Here is my Jougne hotel room, with a lovely view of a forested slope. And then a photo of part of the breakfast spread (juice, fresh fruit, fruit salad, cereals, yoghurt, 4 kinds of bread, brioche, 5 kinds of homemade jam, 4 kinds of cheese, 4 kinds of cold meat, smoked trout and, of course, chocolate to finish up with!) It was indeed a splendid hotel.
Place names tell of the thousands and thousands of medieval pilgrims who chose this area as a crossing point out of France, walking the Roman road over the pass. Hôpitaux-Vieux and Hôpitaux-Neufs are now both cross-country ski resorts, but in medieval days were important hospice centres for sick and suffering pilgrims.
The prosperous Abbaie de St-Maurice (on the other side of Lausanne - it was definitely one of the top highlights of my first pilgrimage walk) established a priory here in early medieval times. All that remains is this chapel built in the 9th century and enlarged in the 12th century to welcome pilgrims.
And then the exciting border crossing into Switzerland. Here it is; obviously wood cutting is way more important than customs, police, visas, border signs and flags. How lovely!
The French side.
The Swiss side.
And that was that.
Things did start reminding me again of my first pilgrimage trip that had started in Lausanne. Near the St Bernard pass, for instance, I had seen WWII defences against tank movements, and here they are again.

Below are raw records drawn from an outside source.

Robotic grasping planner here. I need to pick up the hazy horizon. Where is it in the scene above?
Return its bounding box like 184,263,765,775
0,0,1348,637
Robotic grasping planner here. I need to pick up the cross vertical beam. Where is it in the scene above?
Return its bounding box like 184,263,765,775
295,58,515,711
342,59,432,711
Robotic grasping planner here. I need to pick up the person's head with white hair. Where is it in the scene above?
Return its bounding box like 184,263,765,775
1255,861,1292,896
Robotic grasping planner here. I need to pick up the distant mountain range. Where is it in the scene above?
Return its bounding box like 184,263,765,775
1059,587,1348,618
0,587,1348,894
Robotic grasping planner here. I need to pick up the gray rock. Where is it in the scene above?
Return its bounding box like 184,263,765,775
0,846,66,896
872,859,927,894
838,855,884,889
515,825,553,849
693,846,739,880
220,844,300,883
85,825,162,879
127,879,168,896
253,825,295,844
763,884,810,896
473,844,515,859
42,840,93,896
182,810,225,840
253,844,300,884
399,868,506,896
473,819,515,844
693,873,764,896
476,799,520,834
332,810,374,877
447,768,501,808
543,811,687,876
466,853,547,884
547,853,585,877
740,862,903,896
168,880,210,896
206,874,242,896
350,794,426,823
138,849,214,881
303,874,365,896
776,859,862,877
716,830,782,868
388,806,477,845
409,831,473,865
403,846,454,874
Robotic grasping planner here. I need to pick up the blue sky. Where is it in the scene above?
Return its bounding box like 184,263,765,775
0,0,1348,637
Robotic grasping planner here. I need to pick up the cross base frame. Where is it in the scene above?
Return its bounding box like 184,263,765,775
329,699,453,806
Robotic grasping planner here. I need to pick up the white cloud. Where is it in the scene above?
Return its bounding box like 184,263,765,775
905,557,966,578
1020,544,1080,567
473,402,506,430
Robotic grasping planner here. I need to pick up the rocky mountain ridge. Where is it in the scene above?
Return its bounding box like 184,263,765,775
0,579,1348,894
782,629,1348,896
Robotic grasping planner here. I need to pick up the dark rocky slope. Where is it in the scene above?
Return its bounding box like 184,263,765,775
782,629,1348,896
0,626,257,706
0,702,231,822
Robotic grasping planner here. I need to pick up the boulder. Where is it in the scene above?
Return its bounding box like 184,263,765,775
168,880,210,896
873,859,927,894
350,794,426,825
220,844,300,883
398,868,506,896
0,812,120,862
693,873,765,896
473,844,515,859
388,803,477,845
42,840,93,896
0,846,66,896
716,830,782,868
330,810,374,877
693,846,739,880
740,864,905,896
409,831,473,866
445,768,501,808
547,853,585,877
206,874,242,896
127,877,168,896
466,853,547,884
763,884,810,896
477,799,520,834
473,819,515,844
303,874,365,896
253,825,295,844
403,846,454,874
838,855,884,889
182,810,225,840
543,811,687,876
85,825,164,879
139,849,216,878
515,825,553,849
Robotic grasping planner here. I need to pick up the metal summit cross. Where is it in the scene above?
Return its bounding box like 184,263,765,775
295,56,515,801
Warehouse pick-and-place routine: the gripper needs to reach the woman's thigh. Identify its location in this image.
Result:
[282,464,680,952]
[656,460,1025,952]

Lots and lots of cows. The path sometimes goes right through cow territory.
And then a long stretch in the gorge of the Orbe river. Slippery, rocky, often very narrow paths with a sharp drop down - again another familiar Swiss feature, but somewhat scary at times.
Five pedestrian tunnels on this walk. This was the shortest.

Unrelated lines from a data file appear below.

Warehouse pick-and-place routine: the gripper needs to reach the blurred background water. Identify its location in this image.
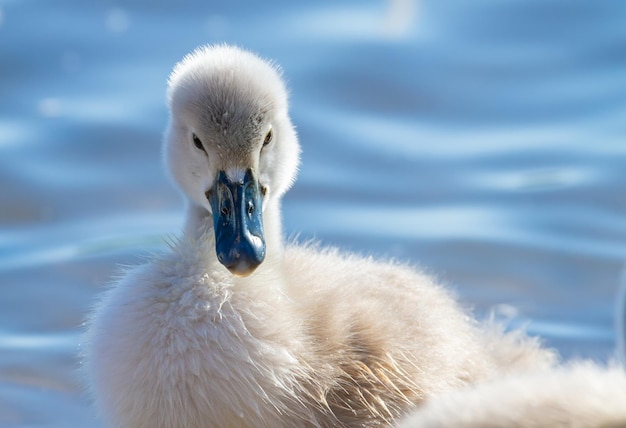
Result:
[0,0,626,427]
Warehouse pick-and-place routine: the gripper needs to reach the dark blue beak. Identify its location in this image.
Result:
[206,169,265,276]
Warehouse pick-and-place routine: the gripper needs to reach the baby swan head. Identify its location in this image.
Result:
[164,45,299,276]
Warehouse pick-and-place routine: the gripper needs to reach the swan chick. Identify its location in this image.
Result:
[83,45,554,428]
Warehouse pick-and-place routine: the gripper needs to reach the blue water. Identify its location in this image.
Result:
[0,0,626,427]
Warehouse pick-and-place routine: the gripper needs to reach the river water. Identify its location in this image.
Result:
[0,0,626,427]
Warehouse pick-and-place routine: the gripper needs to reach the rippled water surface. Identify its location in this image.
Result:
[0,0,626,427]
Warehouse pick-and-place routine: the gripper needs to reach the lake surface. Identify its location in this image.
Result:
[0,0,626,427]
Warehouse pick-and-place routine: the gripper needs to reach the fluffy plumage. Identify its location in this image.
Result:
[399,362,626,428]
[84,46,554,428]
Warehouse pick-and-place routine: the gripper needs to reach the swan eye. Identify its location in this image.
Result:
[193,134,206,153]
[263,129,274,147]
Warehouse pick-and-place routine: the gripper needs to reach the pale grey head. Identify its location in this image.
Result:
[164,45,299,276]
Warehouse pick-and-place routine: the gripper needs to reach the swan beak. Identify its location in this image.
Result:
[206,169,265,276]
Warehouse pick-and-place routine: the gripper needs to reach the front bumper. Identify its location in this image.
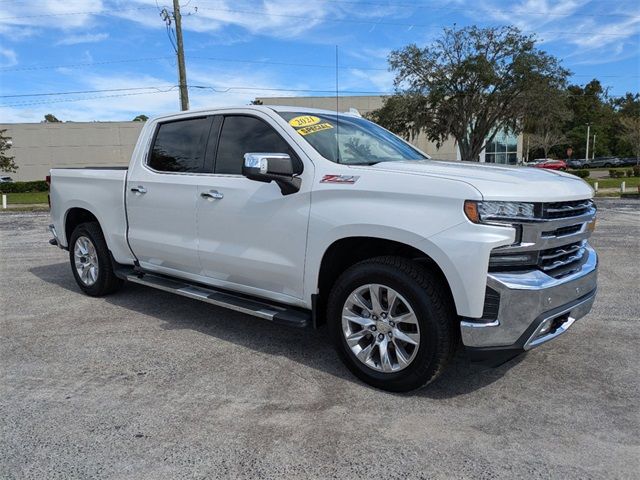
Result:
[460,245,598,360]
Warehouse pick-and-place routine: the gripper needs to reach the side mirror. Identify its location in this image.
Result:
[242,153,301,195]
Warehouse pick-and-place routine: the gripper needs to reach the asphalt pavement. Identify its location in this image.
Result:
[0,200,640,480]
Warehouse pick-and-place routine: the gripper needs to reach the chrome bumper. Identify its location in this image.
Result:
[460,245,598,350]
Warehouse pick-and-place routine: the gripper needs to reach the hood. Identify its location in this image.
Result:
[365,160,593,202]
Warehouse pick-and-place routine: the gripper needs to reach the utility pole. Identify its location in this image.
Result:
[584,123,591,162]
[160,0,189,111]
[173,0,189,111]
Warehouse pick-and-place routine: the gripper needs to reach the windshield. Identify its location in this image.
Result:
[279,112,429,165]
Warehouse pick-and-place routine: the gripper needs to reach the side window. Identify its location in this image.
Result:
[147,117,211,172]
[215,115,302,175]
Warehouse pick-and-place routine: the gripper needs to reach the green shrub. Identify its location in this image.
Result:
[0,180,49,193]
[569,170,590,178]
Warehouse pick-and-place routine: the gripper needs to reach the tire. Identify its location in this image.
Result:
[327,256,459,392]
[69,222,124,297]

A church at Montcherand is rightly proud of its 11th century frescoes, preserved because in the 15th century, when the church was taken over by the Protestants, they whitewashed over the Catholic ‘decorations’. The frescoes were discovered in 1902. They need regular upkeep and have been restored three times since 1902.
It then poured rain and I arrived tired and drenched at my strange hotel that was completely deserted and locked up. By chance a cleaning lady saw me and let me in. Rebecca stayed in another hotel that was no better. Our French pilgrim friend from two nights ago walked 15 kilometres further to one of the very rare Swiss pilgrim hostels. A zoom call with Canadian friends did cheer me up somewhat.
This was quite the trek! Love the border crossing-- no fuss, no pomp and circumstance. I'm glad they're keeping those frescoes as beautiful as they were when first painted. And that pedestrian tunnel--so respectful of the terrain--delightful. I'm just sorry that such a lovely day ended so miserably.